Can we use existing MLIR alias analysis utilities (LocalAliasAnalysis specifically)?.

nicolasvasilache added inline comments.
mlir/lib/Dialect/GPU/TransformOps/GPUTransformOps.cpp
416

Great, I had not followed the state of that work too closely but thanks for surfacing!

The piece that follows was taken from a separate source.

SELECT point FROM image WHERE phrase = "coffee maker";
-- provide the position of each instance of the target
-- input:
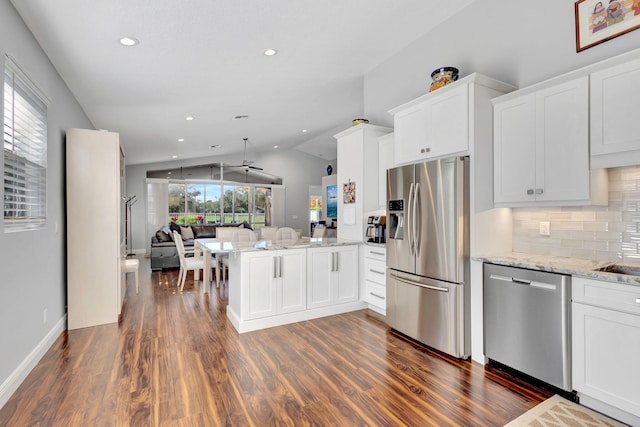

We are reaching the point where we also need seriously alias analysis in memory-based transforms (cc @dcaballe with whom we touched on related topics yesterday).

ftynse added inline comments.Jul 12 2023, 7:22 AM
mlir/lib/Dialect/GPU/TransformOps/GPUTransformOps.cpp
416

The existing utility is missing a lot of things (capturing, globals, func arguments) and adding those was causing breakages elsewhere. We need a proper dataflow analysis to replace both.